Mantan Gubernur DKI Jakarta, Basuki Tjahaja Purnama (Ahok), telah memenuhi panggilan penyidik Bareskrim Polri pada Rabu (11/6). Kedatangannya kali ini adalah untuk diperiksa sebagai saksi, memberikan keterangan terkait dugaan kasus korupsi dalam penyusunan APBD DKI Jakarta tahun 2015. Hal ini disampaikan oleh Wakakortasdipidkor Polri, Brigjen Arief Adiharsa.

Dalam keterangannya kepada penyidik, Ahok secara rinci menjelaskan prosedur penyusunan Anggaran Pendapatan dan Belanja Daerah (APBD) DKI Jakarta, baik APBD murni maupun perubahan, serta implementasi sistem e-budgeting pada masa kepemimpinannya sebagai Gubernur.

Lebih lanjut, Ahok juga memberikan klarifikasi mengenai dugaan korupsi dalam pengadaan lahan rumah susun di Cengkareng, Jakarta Barat. Ia menegaskan tidak memiliki pengetahuan detail mengenai teknis pengadaan tanah tersebut dalam APBD Perubahan, mengingat proses itu merupakan tanggung jawab Satuan Kerja Perangkat Daerah (SKPD) terkait. Diketahui, APBD Perubahan 2015 ditetapkan melalui Pergub Nomor 229/2015 yang disusun oleh Badan Pengelola Keuangan dan Aset Daerah (BPKAD).
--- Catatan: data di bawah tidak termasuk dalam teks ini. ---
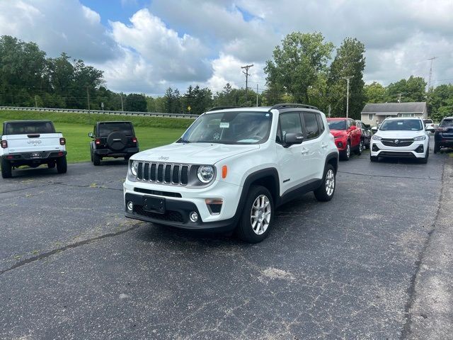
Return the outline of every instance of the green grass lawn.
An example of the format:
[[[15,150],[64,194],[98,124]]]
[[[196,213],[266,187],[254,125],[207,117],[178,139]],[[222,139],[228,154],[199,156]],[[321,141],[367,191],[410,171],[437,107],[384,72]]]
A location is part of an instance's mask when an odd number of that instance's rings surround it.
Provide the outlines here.
[[[140,150],[165,145],[178,140],[193,120],[157,117],[127,117],[88,115],[83,113],[55,113],[29,111],[0,110],[0,120],[48,119],[55,129],[66,138],[67,159],[70,163],[90,161],[90,141],[88,133],[93,132],[94,123],[105,120],[131,120]]]

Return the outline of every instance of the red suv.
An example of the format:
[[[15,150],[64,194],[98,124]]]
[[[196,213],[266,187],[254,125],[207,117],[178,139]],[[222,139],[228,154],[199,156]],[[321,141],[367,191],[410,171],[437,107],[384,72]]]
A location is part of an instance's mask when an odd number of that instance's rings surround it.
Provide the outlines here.
[[[327,123],[341,159],[348,160],[351,151],[356,154],[362,154],[362,130],[356,126],[355,120],[351,118],[327,118]]]

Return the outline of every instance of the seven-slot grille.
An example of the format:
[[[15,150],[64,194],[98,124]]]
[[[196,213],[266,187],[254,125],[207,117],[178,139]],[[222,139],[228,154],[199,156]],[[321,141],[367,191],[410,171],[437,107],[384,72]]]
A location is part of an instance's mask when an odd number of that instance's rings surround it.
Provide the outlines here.
[[[186,186],[189,182],[190,165],[139,162],[137,171],[138,181]]]
[[[381,142],[386,147],[408,147],[413,142],[413,139],[395,139],[385,138],[381,140]]]

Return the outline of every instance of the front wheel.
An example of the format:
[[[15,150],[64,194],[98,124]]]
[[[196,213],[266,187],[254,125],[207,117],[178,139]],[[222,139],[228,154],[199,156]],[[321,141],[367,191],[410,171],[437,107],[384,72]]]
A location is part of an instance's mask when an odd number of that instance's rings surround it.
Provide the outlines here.
[[[66,156],[57,159],[57,171],[59,174],[66,174],[68,170],[68,163],[66,160]]]
[[[237,226],[239,239],[258,243],[269,234],[274,215],[274,201],[269,191],[261,186],[250,188]]]
[[[335,193],[335,169],[331,164],[328,164],[321,186],[314,191],[314,197],[321,202],[331,200]]]
[[[6,159],[1,159],[1,177],[10,178],[13,176],[11,164]]]

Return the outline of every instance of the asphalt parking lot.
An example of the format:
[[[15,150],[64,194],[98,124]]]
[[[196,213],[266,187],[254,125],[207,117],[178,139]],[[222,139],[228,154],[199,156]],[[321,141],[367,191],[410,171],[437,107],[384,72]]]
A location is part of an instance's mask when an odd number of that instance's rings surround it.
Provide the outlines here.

Keterangan yang disampaikan oleh Ahok akan menjadi bagian penting dalam berkas perkara penyidikan dugaan tindak pidana korupsi. Brigjen Arief Adiharsa menambahkan, berkas perkara ini nantinya akan segera dilimpahkan oleh pihak kepolisian kepada kejaksaan. Kasus ini berpusat pada dugaan korupsi terkait pengadaan tanah untuk pembangunan rumah susun oleh Dinas Perumahan dan Gedung Pemda DKI Jakarta pada tahun anggaran 2015 dan 2016, berlokasi di Kecamatan Cengkareng, Jakarta Barat.

Kasus ini sendiri bermula dari pembelian tanah seluas 4,9 hektare dari pemilik sertifikat bernama Teoti Noezlar Soekarno. Dalam penyelidikan, terungkap adanya dugaan suap. Teoti, melalui kuasa hukumnya, diduga memberikan sejumlah uang kepada Kepala Bidang Pembangunan Perumahan dan Permukiman Dinas Perumahan dan Gedung Pemda DKI Jakarta kala itu, dengan tujuan melancarkan proses pembelian lahan.

Ahok sendiri sebelumnya telah mencium kejanggalan pada anggaran pembangunan rusun senilai Rp 684 miliar tersebut. Ia kemudian meminta agar hal itu dilaporkan ke Komisi Pemberantasan Korupsi (KPK) untuk ditelusuri dan juga meminta Badan Pemeriksa Keuangan (BPK) untuk melakukan audit. Hasil klarifikasi BPK menunjukkan adanya dugaan pembelian yang menyimpang, berpotensi merugikan keuangan negara. Sejalan dengan itu, Bareskrim Polri juga turut menelusuri kasus ini, dengan dugaan kuat adanya praktik korupsi dalam pengadaan lahan di Cengkareng.

Dari serangkaian penyelidikan yang intensif, dua orang akhirnya telah ditetapkan sebagai tersangka. Mereka adalah Sukmana, mantan Kepala Bidang Pembangunan Perumahan dan Permukiman Dinas Perumahan dan Gedung DKI Jakarta, serta Rudy Hartono Iskandar, seorang pihak swasta yang diduga terlibat dalam kasus ini.